Initially, we planned to make a temporary chicken coop and then over the course of a week or so, butcher all the chickens.  As soon as they arrived, however, they started laying a BAJILLION eggs, and very quickly paid for their feed and the meagre price of acquisition ($2/ea).  With eggs like that, chicken soup started to look less appealing.

Sometimes it amuses me to picture the chickens as tiny velociraptors.  Especially as they steal bits of my lunch, or swarm towards me when I call them in for food.  If they knew that it was what I wanted, they’d probably do headstands for cheese.  They adore leftover scrambled egg, and I imagine their chickeny brains saying, “WOW!  This is exactly what I need to make eggs!!”.  The chickens are only slightly skittish, and are very food-motivated, and it’s lovely watching them out muttering to each other, singing their morning egg song, and doing their busy chickeny stuff.

Our chickens come from a more production-oriented organic farm to the west of us, which fed chickens well but for management reasons kept them inside.  Initially, fearing the twofold doom of all-chickens-eaten-by-predators and chicken-poop-everywhere, I started building them an outside run.  I thought it would take a day to get it put together, but stopping every thirty seconds to help kids do things really makes one’s work take longer.  On the morning of the second day, hearing the chickens muttering about their inadequate inside space and looking at the beautiful green stuff outside in need of scratching, I shrugged my shoulders and let them out.  It’s been at least two months, and we have lost one chicken to ?exposure?, but otherwise have our full compliment.  And though we do have a  fair amount of chicken poop, it mostly goes on places that could use a bit of chicken fertility.

Happy outside chickens, scratching in the broom
Happy outside chickens, scratching under the broom

The problems with free-ranging chickens do not end with the aforementioned twofold doom, however.  If we want our chickens to earn their keep in non-scratching ways, we have to be able to find their eggs.  Despite their ample compliment of nesting spots in the coop, our chickens find creative spots to keep their eggs.  For a little while, their preferred spot was inside a tent filled with hay.

Giant Nest!
Giant Nest!

This made finding eggs relatively easy.  Once the tent was emptied, the chickens found a lovely spot in the straw inside our hay shelter.  We assumed that the expected winter laying slowdown was upon us, and resigned ourselves to fewer delicious chicken-presents, until someone noticed that there were eggs on the floor of the shelter, and that there were so many eggs in a little cubby in the hay that the chickens could no longer fit inside.  Now, laying has slowed again, and we’re wondering where the eggs will pile up next.

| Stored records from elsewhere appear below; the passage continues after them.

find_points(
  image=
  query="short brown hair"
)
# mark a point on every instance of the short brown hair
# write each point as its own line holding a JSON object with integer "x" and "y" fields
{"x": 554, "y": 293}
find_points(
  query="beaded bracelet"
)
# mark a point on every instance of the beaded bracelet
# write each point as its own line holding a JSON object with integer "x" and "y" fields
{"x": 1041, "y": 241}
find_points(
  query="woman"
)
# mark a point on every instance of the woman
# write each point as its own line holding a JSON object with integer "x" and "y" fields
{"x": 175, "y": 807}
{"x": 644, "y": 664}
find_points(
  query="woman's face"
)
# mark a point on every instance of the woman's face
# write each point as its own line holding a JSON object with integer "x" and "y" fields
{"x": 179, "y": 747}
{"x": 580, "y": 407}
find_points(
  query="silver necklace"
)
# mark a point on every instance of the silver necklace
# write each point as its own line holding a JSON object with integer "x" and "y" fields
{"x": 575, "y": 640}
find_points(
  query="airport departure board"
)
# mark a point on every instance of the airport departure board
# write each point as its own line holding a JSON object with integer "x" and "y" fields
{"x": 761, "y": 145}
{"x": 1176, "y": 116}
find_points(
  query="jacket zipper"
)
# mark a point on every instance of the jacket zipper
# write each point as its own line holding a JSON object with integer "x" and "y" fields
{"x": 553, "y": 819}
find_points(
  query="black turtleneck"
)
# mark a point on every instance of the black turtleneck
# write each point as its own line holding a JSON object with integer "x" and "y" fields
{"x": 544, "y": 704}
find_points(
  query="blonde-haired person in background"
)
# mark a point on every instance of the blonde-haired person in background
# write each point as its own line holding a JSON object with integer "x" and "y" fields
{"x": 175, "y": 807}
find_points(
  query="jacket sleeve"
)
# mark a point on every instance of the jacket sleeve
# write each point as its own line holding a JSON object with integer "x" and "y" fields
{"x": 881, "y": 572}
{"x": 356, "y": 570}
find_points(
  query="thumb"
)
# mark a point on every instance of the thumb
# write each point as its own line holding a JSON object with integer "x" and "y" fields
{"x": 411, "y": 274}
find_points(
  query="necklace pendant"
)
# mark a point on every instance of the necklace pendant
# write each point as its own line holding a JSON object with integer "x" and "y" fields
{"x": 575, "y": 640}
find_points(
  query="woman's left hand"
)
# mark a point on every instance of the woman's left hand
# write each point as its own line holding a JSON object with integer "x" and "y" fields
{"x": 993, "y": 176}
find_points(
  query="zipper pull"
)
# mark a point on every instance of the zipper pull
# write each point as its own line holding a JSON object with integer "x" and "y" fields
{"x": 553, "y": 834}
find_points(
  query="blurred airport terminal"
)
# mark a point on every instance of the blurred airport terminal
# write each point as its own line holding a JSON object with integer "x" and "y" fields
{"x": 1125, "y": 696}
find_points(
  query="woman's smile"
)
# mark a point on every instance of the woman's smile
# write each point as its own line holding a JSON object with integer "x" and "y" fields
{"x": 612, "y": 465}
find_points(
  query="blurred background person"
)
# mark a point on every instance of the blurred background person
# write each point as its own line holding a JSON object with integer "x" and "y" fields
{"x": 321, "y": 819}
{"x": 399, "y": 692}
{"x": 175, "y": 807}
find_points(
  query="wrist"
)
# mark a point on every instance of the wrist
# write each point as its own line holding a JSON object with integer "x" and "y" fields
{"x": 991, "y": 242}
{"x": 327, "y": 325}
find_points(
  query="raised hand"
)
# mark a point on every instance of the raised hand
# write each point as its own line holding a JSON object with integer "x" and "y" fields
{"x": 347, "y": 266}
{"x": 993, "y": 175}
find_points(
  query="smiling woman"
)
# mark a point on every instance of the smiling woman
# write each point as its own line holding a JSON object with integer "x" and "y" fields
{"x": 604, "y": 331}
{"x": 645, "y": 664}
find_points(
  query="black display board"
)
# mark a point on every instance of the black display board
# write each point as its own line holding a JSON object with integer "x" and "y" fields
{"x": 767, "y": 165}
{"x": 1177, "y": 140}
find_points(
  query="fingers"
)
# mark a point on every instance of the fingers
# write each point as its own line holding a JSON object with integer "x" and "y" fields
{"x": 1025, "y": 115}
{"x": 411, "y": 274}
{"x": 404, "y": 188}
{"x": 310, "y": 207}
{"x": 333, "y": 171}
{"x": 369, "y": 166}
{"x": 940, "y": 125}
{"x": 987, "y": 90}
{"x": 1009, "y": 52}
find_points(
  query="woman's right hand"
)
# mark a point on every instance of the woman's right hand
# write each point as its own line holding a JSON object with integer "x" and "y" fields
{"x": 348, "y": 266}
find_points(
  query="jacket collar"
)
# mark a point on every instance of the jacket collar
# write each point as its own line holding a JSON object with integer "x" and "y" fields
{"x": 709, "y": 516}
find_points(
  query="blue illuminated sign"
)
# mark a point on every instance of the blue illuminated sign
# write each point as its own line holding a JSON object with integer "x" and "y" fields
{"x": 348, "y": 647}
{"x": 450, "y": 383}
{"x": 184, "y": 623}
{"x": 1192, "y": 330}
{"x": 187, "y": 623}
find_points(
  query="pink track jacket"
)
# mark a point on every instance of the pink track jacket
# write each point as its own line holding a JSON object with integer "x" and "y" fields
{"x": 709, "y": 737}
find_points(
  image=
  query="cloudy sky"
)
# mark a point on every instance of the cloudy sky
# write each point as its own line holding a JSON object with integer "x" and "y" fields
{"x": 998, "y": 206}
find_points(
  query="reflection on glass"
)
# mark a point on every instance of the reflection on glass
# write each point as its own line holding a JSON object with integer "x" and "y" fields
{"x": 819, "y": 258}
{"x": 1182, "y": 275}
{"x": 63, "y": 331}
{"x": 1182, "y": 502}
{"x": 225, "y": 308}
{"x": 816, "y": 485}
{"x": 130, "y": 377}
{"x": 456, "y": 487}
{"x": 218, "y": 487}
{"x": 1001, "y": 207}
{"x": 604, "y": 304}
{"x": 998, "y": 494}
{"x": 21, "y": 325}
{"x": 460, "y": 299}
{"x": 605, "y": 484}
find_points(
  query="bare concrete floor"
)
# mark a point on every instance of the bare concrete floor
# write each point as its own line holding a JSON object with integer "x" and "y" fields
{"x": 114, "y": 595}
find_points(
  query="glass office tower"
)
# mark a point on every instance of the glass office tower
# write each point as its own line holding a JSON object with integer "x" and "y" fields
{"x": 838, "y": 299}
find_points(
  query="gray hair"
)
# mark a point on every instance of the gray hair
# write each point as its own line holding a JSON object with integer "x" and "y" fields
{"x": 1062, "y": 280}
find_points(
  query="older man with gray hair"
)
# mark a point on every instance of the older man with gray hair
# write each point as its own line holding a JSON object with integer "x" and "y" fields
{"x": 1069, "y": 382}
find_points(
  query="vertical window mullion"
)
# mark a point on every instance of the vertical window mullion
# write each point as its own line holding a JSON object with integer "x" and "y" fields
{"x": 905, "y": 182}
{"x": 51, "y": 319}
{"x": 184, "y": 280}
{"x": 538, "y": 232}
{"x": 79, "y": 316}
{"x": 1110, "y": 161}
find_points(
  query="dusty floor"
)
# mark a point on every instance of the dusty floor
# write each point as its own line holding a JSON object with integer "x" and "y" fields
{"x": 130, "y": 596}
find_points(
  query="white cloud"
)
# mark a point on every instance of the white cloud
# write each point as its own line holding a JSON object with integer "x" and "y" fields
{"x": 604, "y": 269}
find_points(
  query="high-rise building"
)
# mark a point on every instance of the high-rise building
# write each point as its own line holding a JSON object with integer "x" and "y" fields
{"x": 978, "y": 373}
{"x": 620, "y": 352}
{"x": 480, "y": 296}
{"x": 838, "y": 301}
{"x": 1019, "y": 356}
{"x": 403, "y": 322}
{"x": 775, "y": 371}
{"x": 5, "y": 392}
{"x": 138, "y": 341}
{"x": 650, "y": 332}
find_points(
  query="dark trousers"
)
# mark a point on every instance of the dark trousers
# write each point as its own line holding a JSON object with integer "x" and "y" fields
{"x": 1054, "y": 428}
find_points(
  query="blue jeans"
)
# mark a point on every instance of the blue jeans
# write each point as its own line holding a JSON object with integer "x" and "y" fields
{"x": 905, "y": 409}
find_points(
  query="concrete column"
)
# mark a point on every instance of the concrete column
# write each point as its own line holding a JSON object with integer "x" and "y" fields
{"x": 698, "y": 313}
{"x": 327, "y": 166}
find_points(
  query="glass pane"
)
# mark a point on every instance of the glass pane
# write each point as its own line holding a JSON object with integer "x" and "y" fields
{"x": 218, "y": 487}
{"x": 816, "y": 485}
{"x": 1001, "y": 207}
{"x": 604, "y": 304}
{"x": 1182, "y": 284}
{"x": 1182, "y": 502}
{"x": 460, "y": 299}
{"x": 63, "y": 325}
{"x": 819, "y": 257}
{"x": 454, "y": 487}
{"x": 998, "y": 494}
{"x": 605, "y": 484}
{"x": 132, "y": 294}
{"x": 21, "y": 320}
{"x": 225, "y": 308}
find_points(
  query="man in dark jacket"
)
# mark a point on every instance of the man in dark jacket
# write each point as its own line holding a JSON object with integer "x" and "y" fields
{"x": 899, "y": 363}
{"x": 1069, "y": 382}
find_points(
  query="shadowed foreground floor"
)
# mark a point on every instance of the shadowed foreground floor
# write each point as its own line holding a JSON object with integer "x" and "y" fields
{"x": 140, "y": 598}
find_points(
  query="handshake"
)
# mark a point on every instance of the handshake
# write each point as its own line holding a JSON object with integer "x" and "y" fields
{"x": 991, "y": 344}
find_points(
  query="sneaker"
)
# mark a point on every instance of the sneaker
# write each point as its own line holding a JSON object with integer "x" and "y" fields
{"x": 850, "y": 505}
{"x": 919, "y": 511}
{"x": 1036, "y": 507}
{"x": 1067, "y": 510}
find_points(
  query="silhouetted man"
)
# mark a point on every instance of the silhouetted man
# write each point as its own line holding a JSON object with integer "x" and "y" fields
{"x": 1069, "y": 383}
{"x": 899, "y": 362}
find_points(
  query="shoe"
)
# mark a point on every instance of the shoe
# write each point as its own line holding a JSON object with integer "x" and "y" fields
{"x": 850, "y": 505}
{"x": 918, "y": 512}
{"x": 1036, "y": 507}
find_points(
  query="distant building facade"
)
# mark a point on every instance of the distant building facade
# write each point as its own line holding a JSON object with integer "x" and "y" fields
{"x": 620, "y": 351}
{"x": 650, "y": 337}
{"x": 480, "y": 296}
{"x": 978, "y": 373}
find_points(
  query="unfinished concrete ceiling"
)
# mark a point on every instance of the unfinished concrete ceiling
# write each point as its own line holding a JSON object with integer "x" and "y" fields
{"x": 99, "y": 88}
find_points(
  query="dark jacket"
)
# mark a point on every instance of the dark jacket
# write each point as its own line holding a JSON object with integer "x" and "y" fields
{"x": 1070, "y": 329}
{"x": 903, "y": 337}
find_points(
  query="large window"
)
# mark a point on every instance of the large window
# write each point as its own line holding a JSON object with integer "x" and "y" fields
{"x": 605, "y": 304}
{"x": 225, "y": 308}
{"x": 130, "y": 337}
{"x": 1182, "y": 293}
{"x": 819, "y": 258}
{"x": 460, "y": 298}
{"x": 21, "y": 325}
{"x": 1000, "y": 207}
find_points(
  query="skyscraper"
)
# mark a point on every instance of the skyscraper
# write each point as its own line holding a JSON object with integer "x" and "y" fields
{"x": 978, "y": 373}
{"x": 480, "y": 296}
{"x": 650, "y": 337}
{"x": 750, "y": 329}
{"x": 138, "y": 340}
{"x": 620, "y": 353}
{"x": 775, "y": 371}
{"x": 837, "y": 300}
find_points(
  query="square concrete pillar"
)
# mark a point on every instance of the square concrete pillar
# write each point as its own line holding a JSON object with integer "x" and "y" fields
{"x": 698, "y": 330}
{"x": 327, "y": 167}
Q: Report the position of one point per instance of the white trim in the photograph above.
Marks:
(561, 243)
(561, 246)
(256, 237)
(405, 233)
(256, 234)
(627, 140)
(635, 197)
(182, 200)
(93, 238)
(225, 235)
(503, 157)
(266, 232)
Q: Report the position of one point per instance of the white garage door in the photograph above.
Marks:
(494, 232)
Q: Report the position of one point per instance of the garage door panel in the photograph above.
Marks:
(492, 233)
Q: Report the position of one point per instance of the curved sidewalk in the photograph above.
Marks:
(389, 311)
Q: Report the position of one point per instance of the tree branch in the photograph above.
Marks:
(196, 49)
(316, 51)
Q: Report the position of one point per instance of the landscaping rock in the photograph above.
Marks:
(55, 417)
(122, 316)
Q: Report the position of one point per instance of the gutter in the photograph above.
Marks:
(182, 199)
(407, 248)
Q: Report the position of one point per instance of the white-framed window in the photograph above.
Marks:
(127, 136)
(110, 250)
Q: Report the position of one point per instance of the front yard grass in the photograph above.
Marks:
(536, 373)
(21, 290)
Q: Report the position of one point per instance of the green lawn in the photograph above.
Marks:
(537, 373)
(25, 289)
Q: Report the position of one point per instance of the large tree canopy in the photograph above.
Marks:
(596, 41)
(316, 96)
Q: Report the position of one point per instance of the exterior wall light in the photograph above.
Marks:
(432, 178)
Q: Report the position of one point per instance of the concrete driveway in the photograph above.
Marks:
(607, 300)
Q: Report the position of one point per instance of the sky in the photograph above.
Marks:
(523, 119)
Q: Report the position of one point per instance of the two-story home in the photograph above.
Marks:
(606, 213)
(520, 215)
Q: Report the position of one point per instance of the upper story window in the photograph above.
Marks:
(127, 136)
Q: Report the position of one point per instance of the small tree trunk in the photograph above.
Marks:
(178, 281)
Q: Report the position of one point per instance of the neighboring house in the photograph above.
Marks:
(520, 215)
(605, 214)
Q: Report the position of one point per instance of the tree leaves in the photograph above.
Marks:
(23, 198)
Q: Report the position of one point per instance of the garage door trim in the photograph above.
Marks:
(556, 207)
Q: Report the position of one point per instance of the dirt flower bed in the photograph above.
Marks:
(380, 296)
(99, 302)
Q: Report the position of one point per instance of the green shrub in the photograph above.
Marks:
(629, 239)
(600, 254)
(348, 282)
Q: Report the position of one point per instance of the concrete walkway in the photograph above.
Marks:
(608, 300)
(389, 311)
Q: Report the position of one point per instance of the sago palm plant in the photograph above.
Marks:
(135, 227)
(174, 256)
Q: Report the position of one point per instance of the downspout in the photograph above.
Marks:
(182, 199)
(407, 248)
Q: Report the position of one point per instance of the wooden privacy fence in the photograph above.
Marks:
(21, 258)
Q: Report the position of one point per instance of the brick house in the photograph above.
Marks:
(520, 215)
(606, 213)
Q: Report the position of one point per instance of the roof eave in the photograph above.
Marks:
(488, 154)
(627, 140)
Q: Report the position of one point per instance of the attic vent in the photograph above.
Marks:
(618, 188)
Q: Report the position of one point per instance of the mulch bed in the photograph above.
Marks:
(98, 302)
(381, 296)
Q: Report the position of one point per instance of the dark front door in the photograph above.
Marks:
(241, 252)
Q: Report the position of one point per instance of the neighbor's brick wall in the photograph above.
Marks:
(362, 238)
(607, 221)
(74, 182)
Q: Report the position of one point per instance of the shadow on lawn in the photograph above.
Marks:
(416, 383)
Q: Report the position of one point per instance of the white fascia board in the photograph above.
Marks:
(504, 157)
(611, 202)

Our rooster, named Cocktail by one of the kids, is a bit of a sorry beast.  He roosters most diligently:  he watches for predators, takes care of the hens, and makes sure that there’s some fertilized eggs in the mix.  His tailfeathers were all pecked out by the hens at his previous home, though, and have not grown back despite a serious reduction in pecking.  About a week ago, I crept with a flashlight into the coop and slathered his poor red bottom in Bag Balm (recommended by our Cow Mentor), and today I saw little poky pinfeathers coming out.  Perhaps in a month or so he’ll have a glorious tail, but here’s what he looks like now:

Perhaps in a month or so, he'll have a glorious tail again, but here's what he looks like now.

The kids have been naming the chickens, and I have no clue who “Blueberry” or “Glorious” are, or any of a number of other names that have been given.  ‘Cocktail’ and ‘Featherless’ I remember, due to roosterness or descriptiveness, but the others are all Little Brown Hens.  The kids have asked that, if we end up eating any chickens, we eat Glorious first because she pecks people and steals lunches, so we’ll see how that turns out.

So far, despite our plans, we have yet to eat a single one.